なにせ、このデカさだ。短剣だけでは致命傷には至らない。毒でもあれば、話は別なんだが。
ビッグスネークの動きに逆らうように足を踏み出し続ける。その合間にも、短剣で切り付けることは忘れない。
ちらりと後ろを見やれば、ビッグスネークの身体に光るダメージエフェクト。
「良し……がッ!?」
それに満足した瞬間、意識外から衝撃。
「何が……!?」
弾き飛ばされた先で、その攻撃を確認した。
俺を攻撃してきたのは、ビッグスネークの尻尾。畜生、そうか。蛇には尻尾があるんだったな!!
クソッ。経験の薄さが出た。人外ともっと戦っておくべきだったか。
———シュル
胴体が締め付けられる。
「この……!?」
飛ばされた先。それは俺の進行方向の真逆。
つまり、ビッグスネークが噛みついた方向である。すなわち、そこにはビッグスネークがいるわけで。俺はめでたくビッグスネークに捕まったという訳である。
「この野郎!」
短剣を突き刺しても、反応は薄い。むしろ、締め付けが強くなる。
それに満足したのか。ビッグスネークが口を開けて、上から迫ってくる。このまま喰らうつもりか。それとも、笑っているつもりか。

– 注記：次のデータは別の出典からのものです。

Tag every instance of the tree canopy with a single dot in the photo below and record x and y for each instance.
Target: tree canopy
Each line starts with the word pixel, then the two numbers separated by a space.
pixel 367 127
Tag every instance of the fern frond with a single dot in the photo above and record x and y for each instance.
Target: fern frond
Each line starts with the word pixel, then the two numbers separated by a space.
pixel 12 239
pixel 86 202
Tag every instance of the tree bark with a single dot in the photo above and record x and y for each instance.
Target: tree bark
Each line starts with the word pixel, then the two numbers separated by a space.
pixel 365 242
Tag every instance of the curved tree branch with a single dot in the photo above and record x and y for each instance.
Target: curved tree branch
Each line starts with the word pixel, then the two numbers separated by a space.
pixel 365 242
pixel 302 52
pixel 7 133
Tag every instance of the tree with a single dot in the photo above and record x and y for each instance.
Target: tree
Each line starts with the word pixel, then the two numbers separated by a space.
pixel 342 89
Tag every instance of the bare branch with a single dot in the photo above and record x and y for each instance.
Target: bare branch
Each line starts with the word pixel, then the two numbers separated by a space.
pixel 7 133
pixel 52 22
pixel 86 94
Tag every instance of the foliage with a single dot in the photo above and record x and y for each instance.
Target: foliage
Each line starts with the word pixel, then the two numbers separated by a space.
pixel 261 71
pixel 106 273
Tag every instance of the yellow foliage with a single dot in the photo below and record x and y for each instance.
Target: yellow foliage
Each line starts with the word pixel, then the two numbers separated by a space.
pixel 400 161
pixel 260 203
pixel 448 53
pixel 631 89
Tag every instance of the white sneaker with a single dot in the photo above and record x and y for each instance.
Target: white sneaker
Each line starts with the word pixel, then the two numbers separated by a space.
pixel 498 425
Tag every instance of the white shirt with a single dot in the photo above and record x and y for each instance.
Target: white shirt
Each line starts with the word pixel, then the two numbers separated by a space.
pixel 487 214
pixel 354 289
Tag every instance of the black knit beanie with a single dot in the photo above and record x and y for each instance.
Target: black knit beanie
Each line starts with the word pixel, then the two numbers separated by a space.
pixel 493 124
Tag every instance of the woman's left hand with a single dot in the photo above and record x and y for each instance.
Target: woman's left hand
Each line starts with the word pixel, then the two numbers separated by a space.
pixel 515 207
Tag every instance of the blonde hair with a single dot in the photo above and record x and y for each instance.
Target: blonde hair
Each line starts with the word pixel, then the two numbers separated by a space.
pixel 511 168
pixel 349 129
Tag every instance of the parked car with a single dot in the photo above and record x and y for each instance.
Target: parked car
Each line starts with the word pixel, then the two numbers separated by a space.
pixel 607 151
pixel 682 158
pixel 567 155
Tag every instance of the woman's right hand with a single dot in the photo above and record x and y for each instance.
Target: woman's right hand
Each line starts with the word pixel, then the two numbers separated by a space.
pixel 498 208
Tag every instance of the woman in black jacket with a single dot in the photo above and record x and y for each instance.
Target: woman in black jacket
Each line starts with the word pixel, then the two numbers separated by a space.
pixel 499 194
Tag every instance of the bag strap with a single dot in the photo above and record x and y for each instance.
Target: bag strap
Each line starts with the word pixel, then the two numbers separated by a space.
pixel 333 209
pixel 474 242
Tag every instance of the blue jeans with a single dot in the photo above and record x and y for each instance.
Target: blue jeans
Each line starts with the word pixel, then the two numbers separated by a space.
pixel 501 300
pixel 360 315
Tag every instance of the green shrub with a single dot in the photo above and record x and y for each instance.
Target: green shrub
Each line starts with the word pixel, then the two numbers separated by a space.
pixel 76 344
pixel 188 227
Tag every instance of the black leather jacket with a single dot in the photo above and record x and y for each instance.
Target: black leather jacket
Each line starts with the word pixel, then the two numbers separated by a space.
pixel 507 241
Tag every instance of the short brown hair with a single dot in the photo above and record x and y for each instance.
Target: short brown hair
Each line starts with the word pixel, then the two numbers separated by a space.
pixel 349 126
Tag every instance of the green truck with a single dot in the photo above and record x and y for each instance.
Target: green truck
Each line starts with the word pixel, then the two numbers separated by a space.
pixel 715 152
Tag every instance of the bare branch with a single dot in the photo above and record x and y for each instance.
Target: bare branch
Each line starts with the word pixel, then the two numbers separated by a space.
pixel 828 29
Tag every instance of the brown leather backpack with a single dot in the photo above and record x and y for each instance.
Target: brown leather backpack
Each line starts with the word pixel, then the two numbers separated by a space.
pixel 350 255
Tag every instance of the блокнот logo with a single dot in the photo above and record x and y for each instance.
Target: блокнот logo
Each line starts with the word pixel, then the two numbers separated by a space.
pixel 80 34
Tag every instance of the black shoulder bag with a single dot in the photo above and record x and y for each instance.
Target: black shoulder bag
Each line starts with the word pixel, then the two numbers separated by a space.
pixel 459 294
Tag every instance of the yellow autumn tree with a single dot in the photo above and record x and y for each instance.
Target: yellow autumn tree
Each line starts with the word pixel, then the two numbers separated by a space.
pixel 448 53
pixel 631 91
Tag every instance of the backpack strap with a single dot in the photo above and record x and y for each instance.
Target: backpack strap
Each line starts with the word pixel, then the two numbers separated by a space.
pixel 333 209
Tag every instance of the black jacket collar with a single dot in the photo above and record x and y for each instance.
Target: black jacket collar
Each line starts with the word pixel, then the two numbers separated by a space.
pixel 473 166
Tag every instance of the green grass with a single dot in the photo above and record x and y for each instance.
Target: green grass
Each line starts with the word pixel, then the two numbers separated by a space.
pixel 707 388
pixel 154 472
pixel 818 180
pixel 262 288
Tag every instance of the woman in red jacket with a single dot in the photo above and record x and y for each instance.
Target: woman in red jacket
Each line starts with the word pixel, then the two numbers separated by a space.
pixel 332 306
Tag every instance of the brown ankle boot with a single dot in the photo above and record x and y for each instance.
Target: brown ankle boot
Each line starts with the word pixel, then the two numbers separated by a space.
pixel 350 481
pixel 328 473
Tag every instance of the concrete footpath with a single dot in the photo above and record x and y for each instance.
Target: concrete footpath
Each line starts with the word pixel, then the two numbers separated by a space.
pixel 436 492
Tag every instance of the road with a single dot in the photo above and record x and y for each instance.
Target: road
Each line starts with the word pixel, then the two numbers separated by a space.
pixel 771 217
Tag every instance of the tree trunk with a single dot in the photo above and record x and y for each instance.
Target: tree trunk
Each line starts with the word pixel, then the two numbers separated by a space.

締め付けられて殺されるのが先か、嚙み殺されるのが先か。
どうやら、ビッグスネークは喰い殺すことを選んだようだった。俺の踊り食いか。結構な趣味をお持ちなようで。
牙が迫る。深淵のような闇が、口腔を満たしている。
「そりゃあ!!ダメだろ!!」
喰い殺される前に、短剣を口の中に刺し込んだ。
痛みに悶えているのか、締め付けが強くなる。HPが削れていく。
「デッドレースの開幕だ!!」
俺が息絶えるのが先か、テメェがくたばるのが先か。
逃れようとするビッグスネーク。逃がすわけないだろ。
短剣を更に刺し込んで、抉るようにしてダメージを与えていく。
果たして、デッドレースの行方は俺の勝ちだった。
辛勝。まさに紙一重の勝利。
光となって消えていくビッグスネークを見ながら、俺はごちた。
「油断大敵……今回は運だったな」
最後。ビッグスネークが噛みついてこなければ、負けていたのは俺だった。
削れていたHPを回復しておいて、踵を返す。なんかもう疲れた。今日はここまでにしておくか。